Juri Biordi

Personal information
- Full name: Juri Biordi
- Date of birth: 1 January 1995 (age 30)
- Place of birth: San Marino
- Position(s): Defender

Senior career*
- Years: Team / Apps / (Gls)
- 2015–2019: F.C. Fiorentino / 84 / (4)
- 2019–2020: Tre Fiori / 6 / (0)
- 2020–2021: Domagnano / 4 / (0)
- 2021–2023: F.C. Fiorentino / 1 / (0)
- 2022–2023: S.P. Cailungo (loan) / 23 / (0)

International career^{‡}
- 2010–2011: San Marino U-17 / 6 / (0)
- 2012: San Marino U-19 / 3 / (0)
- 2013–2014: San Marino U-21 / 8 / (2)
- 2014–2018: San Marino / 6 / (0)

= Juri Biordi =

Sammarinese footballer

Juri Biordi (born 1 January 1995) is a Sammarinese footballer who last played for FC Fiorentino, as a defender.

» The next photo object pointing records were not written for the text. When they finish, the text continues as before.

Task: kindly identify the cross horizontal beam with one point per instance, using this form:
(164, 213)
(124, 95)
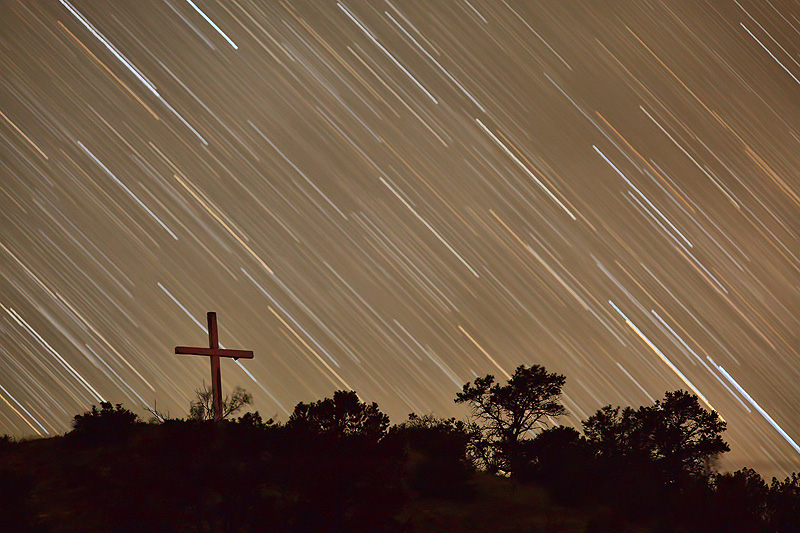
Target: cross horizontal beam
(213, 352)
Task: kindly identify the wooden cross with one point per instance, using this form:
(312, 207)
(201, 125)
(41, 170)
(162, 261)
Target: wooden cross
(215, 352)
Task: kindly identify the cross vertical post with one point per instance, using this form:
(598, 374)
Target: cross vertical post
(216, 373)
(214, 352)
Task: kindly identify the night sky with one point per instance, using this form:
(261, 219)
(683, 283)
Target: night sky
(395, 197)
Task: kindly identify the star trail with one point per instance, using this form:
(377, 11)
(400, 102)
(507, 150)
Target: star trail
(395, 197)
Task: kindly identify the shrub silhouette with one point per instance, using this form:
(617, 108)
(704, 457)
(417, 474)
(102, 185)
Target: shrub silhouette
(340, 416)
(202, 407)
(647, 457)
(105, 425)
(783, 505)
(438, 462)
(507, 413)
(334, 468)
(739, 502)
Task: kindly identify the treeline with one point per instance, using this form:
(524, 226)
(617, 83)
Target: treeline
(337, 465)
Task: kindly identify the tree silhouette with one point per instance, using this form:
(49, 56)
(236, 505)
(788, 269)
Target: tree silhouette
(202, 408)
(506, 413)
(340, 416)
(740, 502)
(676, 434)
(783, 505)
(438, 462)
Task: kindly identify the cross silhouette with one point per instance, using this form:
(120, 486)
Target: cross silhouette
(215, 352)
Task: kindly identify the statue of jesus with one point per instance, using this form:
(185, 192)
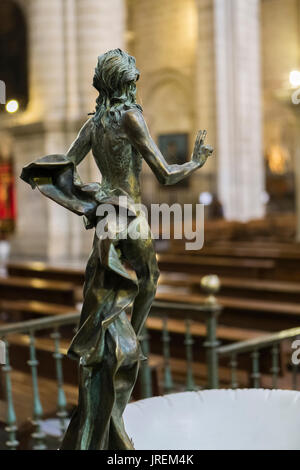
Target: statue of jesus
(122, 272)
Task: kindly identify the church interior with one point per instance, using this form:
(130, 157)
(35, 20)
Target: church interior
(225, 316)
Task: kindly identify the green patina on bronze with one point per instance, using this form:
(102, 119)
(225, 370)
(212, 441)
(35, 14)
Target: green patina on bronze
(121, 274)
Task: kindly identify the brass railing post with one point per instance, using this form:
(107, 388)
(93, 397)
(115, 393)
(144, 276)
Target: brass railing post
(211, 285)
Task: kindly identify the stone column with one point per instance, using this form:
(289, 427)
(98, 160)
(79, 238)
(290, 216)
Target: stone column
(239, 116)
(101, 26)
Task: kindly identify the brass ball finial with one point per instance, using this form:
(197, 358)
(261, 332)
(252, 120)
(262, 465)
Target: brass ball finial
(211, 285)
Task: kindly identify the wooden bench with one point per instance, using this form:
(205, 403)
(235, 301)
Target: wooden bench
(246, 267)
(41, 270)
(21, 310)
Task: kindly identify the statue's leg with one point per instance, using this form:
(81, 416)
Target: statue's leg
(140, 254)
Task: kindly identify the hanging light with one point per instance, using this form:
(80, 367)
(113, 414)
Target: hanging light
(295, 78)
(12, 106)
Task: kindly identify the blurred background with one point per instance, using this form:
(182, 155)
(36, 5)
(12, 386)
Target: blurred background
(230, 67)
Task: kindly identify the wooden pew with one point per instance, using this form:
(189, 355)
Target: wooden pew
(246, 267)
(279, 291)
(41, 270)
(19, 288)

He scored the winning goal against Wales in the first non-forfeit Sammarinese U-21 competitive victory on 6 September 2013 in the 2015 UEFA European Under-21 Championship qualifying. This meant Wales did not qualify and had to do a tour of the Balearic Isles instead.